5.    It facilitates JIT (Just-In Time) government. The Just-In-Time revolution (look it up in Wiki if you don’t know what it is) made Japan a manufacturing powerhouse and the second largest economy in the world. All this after having been nuked, twice, only 50 odd years ago (Kenya is 45). It can be summarised by doing what needs doing most, when it needs doing most. And we need a government that can prioritise like this, dynamically. The pressure of recall can help deliver a government that is most sensitive to most of the people’s most urgent priorities most of the time.

6.    It reduces apathy. I’ve discovered that people aren’t apathetic. They’re just realistic. The current system does in fact render them pretty powerless. Give people the power of recall and they will use it to press for better governance.

7.    It’s one thing all Kenyans can unite behind.
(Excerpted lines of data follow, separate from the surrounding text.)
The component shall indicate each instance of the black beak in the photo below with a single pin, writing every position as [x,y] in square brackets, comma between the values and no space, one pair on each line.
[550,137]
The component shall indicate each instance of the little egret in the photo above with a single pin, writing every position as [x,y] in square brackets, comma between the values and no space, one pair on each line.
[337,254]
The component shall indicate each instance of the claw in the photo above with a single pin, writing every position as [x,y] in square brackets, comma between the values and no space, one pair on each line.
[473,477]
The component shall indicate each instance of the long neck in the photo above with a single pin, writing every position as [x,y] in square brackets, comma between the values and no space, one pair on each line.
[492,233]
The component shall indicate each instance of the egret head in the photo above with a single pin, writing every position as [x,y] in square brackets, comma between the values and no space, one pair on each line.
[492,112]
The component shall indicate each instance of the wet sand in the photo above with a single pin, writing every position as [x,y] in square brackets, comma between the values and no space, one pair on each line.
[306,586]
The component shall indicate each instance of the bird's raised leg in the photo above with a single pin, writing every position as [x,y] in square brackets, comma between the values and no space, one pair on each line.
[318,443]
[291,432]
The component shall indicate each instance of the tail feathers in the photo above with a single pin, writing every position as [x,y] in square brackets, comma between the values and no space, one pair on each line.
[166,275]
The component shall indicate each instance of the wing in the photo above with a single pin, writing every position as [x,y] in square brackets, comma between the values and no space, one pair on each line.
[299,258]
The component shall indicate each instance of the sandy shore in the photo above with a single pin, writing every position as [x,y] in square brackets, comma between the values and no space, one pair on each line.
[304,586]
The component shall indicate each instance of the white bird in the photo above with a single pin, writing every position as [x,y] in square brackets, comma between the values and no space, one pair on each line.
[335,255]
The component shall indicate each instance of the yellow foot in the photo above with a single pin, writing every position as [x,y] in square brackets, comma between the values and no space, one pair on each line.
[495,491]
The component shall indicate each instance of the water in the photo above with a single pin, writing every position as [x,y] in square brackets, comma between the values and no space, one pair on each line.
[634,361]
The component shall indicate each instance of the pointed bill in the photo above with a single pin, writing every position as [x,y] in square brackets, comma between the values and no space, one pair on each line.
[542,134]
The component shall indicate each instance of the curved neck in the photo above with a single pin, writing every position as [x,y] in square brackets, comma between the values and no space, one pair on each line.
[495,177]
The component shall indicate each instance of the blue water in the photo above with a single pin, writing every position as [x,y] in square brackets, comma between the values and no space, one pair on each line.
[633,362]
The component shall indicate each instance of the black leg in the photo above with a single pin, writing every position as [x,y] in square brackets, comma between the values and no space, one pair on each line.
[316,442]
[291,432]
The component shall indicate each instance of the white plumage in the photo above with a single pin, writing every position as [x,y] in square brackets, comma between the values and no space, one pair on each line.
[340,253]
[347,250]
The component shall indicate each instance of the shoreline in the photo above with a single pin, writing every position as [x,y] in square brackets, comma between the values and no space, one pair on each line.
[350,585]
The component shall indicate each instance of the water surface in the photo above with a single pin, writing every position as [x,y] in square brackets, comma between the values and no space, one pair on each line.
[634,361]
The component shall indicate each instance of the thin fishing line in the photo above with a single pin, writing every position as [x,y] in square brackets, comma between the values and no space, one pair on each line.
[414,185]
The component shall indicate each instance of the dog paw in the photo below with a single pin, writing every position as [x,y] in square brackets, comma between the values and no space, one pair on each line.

This is a common, rational and just cause, that every race, tribe, religion, class, gender and body ability of Kenyan can confidently get behind, a chance for this country to heal the wounds of her pointless division, from the grassroots up and hopefully a chance to usher in an era where we vote for good ideas and solid principles instead of superficial identities.

There’s one good reason for recall, for every day of the week and the last, for Kenya, is probably the most important all.

Our country sorely needs a powerful, unifying event, to lift people out of their various identity conclaves and make them genuinely realise that we’re all just human beings, all biologically family and all should really treat each other with the same basic compassion and respect we would afford a family member, because that’s literally not just metaphorically, what we are (though evidently many people are yet to figure this out – Google ‘The Paradox of Eden’ to help you along your way if you’re interested in the science behind why this is true).

So let’s send a message loud and clear to our politicians, who right now want to discuss and draw up a new constitution amongst themselves, because the one they made by consulting us didn’t quite fit their needs, that Kenyans will not pass any constitution, in the coming compulsory referendum, that does not accommodate the kind recall legislation that enables us to fire sitting elected officials before their terms are up.

Recall democrats of our country, unite.